City departments and agencies will report on the health and economic costs related to unhealthy levels of smog, carbon monoxide and fine particulate matter, also known as PM2.5, one of the most harmful forms of air pollution.

Cost comparisons of telecommuting versus a traditional work setting would also be considered as part of the motion.

A breakdown of the cost of renting office space, furniture and utilities, and financial and tax relief options would be shown to incentivize private industries to adopt flexible work schedules and increased telecommuting options.

Ryu said that after decades of progress, the air quality in Los Angeles has been worsening in recent years, disproportionately harming Black, Latino and Asian communities.

In 2019, Los Angeles had 153 days of unhealthy levels of PM2.5 particulates, which have been linked to respiratory illnesses like asthma.

Air pollution-related illnesses cost the city roughly $22 billion a year, but the city saw significantly cleaner air at the start of the COVID-19 pandemic and Safer at Home order, according to Physicians for Social Responsibility.
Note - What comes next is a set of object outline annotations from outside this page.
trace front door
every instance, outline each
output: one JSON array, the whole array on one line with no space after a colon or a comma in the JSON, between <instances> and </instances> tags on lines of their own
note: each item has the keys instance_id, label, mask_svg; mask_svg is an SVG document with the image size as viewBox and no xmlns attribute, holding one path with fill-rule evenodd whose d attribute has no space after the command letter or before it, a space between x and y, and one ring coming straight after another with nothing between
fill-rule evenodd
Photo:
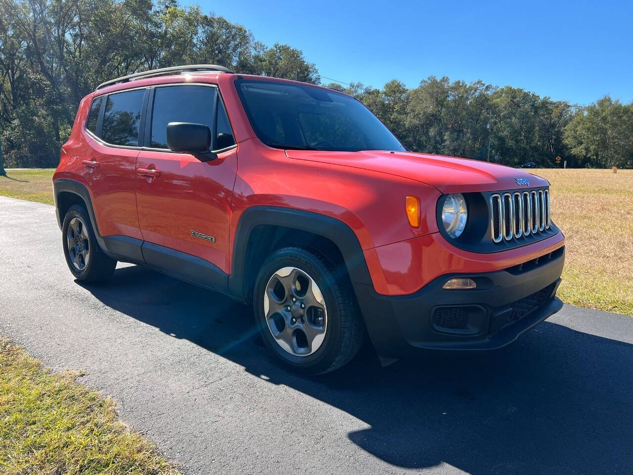
<instances>
[{"instance_id":1,"label":"front door","mask_svg":"<svg viewBox=\"0 0 633 475\"><path fill-rule=\"evenodd\" d=\"M82 165L99 232L103 236L142 239L134 190L145 93L135 89L101 96L91 108L86 129L92 134L91 140Z\"/></svg>"},{"instance_id":2,"label":"front door","mask_svg":"<svg viewBox=\"0 0 633 475\"><path fill-rule=\"evenodd\" d=\"M220 124L215 118L218 110L224 115ZM145 261L181 277L224 288L237 149L234 144L225 148L217 158L203 163L192 155L169 151L166 140L170 122L207 125L212 137L224 131L222 124L228 121L216 88L157 87L149 98L147 116L151 121L145 144L151 149L139 154L135 179L139 223L146 241ZM216 272L220 282L210 275ZM210 280L206 281L205 276Z\"/></svg>"}]
</instances>

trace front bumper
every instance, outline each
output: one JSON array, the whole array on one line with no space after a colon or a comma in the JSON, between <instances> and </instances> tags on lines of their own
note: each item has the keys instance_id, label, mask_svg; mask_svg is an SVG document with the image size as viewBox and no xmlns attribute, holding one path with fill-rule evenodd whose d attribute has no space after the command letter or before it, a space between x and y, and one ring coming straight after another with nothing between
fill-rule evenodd
<instances>
[{"instance_id":1,"label":"front bumper","mask_svg":"<svg viewBox=\"0 0 633 475\"><path fill-rule=\"evenodd\" d=\"M381 357L399 358L415 348L489 350L513 341L562 308L556 291L564 262L561 247L502 270L442 276L410 295L354 286ZM448 279L464 277L477 288L442 288Z\"/></svg>"}]
</instances>

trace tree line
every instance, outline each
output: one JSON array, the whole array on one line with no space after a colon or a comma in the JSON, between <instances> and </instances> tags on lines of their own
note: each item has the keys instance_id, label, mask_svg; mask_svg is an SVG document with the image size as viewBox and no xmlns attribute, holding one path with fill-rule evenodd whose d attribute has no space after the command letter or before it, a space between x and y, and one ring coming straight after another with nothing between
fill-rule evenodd
<instances>
[{"instance_id":1,"label":"tree line","mask_svg":"<svg viewBox=\"0 0 633 475\"><path fill-rule=\"evenodd\" d=\"M55 167L79 101L137 71L211 63L324 84L287 44L177 0L0 0L0 140L5 167ZM323 78L324 79L324 78ZM365 103L416 151L556 166L633 167L633 102L579 106L520 88L430 77L415 88L325 84Z\"/></svg>"}]
</instances>

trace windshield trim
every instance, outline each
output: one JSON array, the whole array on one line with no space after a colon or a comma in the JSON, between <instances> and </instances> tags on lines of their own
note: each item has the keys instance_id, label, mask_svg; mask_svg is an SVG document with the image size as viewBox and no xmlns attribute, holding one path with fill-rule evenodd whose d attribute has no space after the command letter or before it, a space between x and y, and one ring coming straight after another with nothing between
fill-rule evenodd
<instances>
[{"instance_id":1,"label":"windshield trim","mask_svg":"<svg viewBox=\"0 0 633 475\"><path fill-rule=\"evenodd\" d=\"M254 124L254 121L251 120L251 117L253 117L253 114L252 114L251 110L249 108L249 106L248 106L248 104L247 102L244 100L244 96L242 95L242 88L241 87L241 84L244 84L245 82L246 83L249 83L249 84L270 84L270 83L276 83L276 84L278 84L286 85L286 86L299 86L299 87L303 86L303 87L313 87L314 89L324 90L324 91L327 91L328 92L330 92L331 94L338 94L338 95L344 97L344 98L349 98L349 99L353 99L354 101L357 101L359 104L360 104L360 105L362 107L364 107L365 109L367 109L367 111L369 112L369 113L370 113L372 115L373 115L376 118L376 120L378 120L382 125L382 126L385 128L385 129L387 131L388 131L389 134L391 134L391 136L393 137L393 138L396 139L396 141L400 145L400 146L402 148L402 149L401 150L398 150L398 149L396 149L392 150L391 149L387 149L365 148L355 148L355 147L354 147L354 148L316 148L315 147L311 147L310 145L308 145L307 144L304 144L303 145L299 145L299 144L284 144L284 143L280 143L280 142L272 142L270 141L263 140L262 139L262 136L265 136L266 134L263 134L261 130L260 130L259 128L257 127L257 125L256 124ZM247 118L247 120L248 121L249 125L251 126L251 128L253 129L253 132L254 132L256 138L257 138L257 139L259 140L260 142L261 142L264 145L266 145L266 146L270 147L272 148L277 148L277 149L285 149L285 150L291 150L291 149L292 149L292 150L311 150L311 151L322 151L322 152L327 152L327 151L334 151L334 152L360 152L360 151L365 151L365 150L383 150L384 151L406 151L406 150L408 149L407 148L407 147L406 147L404 146L404 144L402 143L402 142L396 136L396 134L394 134L393 132L391 131L391 129L389 129L388 127L387 127L387 125L385 124L385 123L383 122L380 119L380 118L378 117L378 116L377 116L375 114L374 114L373 112L372 112L371 111L371 110L370 110L370 108L368 107L367 107L365 104L363 104L362 103L362 101L361 101L360 100L359 100L357 98L355 98L353 96L351 96L351 95L350 95L349 94L344 92L342 92L341 91L339 91L338 89L333 89L333 88L331 88L331 87L325 87L324 86L319 86L318 84L312 84L309 83L309 82L297 82L296 81L293 81L293 80L290 80L280 79L279 78L272 78L271 79L263 79L263 80L262 80L262 79L248 79L248 78L245 78L245 77L239 77L239 78L237 78L234 81L234 84L235 84L235 90L236 90L236 91L237 92L237 96L238 96L238 97L239 97L240 102L241 102L241 103L242 103L242 107L244 109L244 112L246 113L246 118ZM305 142L305 139L304 139L304 142Z\"/></svg>"}]
</instances>

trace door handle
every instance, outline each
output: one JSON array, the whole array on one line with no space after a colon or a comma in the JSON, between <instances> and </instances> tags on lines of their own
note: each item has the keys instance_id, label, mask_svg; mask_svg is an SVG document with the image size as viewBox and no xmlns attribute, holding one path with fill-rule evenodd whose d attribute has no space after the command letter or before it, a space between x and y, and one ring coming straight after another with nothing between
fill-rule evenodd
<instances>
[{"instance_id":1,"label":"door handle","mask_svg":"<svg viewBox=\"0 0 633 475\"><path fill-rule=\"evenodd\" d=\"M160 170L154 168L137 168L136 174L144 178L157 178L160 176Z\"/></svg>"},{"instance_id":2,"label":"door handle","mask_svg":"<svg viewBox=\"0 0 633 475\"><path fill-rule=\"evenodd\" d=\"M92 160L82 160L81 164L87 168L96 168L99 167L99 162Z\"/></svg>"}]
</instances>

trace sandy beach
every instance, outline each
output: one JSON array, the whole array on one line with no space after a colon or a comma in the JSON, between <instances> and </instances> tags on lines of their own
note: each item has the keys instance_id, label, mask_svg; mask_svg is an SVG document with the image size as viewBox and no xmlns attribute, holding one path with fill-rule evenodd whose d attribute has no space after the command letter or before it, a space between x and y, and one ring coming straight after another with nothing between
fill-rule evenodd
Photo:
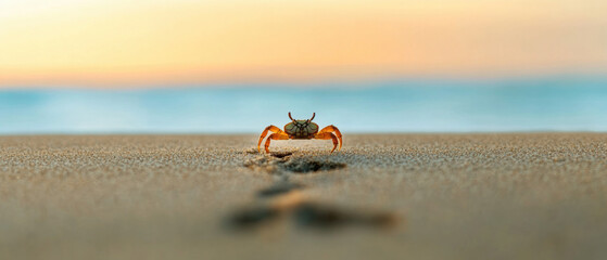
<instances>
[{"instance_id":1,"label":"sandy beach","mask_svg":"<svg viewBox=\"0 0 607 260\"><path fill-rule=\"evenodd\" d=\"M0 259L605 259L607 134L0 136Z\"/></svg>"}]
</instances>

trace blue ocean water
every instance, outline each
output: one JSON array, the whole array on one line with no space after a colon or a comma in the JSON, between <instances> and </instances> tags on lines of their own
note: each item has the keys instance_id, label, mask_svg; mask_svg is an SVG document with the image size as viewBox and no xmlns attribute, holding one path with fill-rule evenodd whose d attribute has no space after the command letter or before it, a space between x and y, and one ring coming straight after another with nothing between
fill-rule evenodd
<instances>
[{"instance_id":1,"label":"blue ocean water","mask_svg":"<svg viewBox=\"0 0 607 260\"><path fill-rule=\"evenodd\" d=\"M316 113L342 132L607 131L606 79L0 91L0 134L241 133Z\"/></svg>"}]
</instances>

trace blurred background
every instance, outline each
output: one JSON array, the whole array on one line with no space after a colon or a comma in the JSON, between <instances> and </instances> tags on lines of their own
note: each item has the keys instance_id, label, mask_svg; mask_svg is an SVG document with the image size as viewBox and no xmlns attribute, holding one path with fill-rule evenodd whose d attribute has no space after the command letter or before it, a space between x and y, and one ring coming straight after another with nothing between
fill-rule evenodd
<instances>
[{"instance_id":1,"label":"blurred background","mask_svg":"<svg viewBox=\"0 0 607 260\"><path fill-rule=\"evenodd\" d=\"M607 131L603 0L3 0L0 134Z\"/></svg>"}]
</instances>

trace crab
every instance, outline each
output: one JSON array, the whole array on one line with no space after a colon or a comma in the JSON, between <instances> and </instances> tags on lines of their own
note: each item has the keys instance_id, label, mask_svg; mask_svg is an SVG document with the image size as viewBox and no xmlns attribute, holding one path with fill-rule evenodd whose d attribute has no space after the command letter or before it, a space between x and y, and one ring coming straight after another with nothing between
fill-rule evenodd
<instances>
[{"instance_id":1,"label":"crab","mask_svg":"<svg viewBox=\"0 0 607 260\"><path fill-rule=\"evenodd\" d=\"M264 129L262 135L260 136L260 142L257 143L257 151L262 152L261 145L262 141L268 133L271 131L273 133L266 140L265 150L266 153L269 153L269 142L270 140L289 140L289 139L320 139L320 140L333 140L333 150L331 153L336 151L339 144L339 148L341 150L342 140L341 140L341 132L334 126L328 126L323 128L318 131L318 125L312 122L316 113L312 114L312 118L305 120L295 120L291 117L291 113L289 112L289 118L291 118L291 122L284 125L284 130L280 130L280 128L276 126L269 126ZM338 142L339 141L339 142Z\"/></svg>"}]
</instances>

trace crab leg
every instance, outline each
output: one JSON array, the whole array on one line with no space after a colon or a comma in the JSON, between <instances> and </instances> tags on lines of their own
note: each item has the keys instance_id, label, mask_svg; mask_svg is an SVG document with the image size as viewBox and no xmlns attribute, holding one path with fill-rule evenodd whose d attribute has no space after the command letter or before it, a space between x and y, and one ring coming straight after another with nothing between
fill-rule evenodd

In April, the Safer-at-Home order decreased the number of cars on Southern California roads by about 80%.

Earth Day

"We saw that L.A. had some of the cleanest air quality in the world," said Glory Dolphin Hammes, CEO of IQ Air,  a tech company that tracks global air quality.

"About a year ago, Los Angeles was ranked the worst air quality in the entire country- and now we're seeing some of the best air quality in the world."

By August, a new study by the Southern California Association of Governments found that since mid-May traffic has nearly returned to pre-pandemic levels.

According to the study, 70% percent of traffic has returned.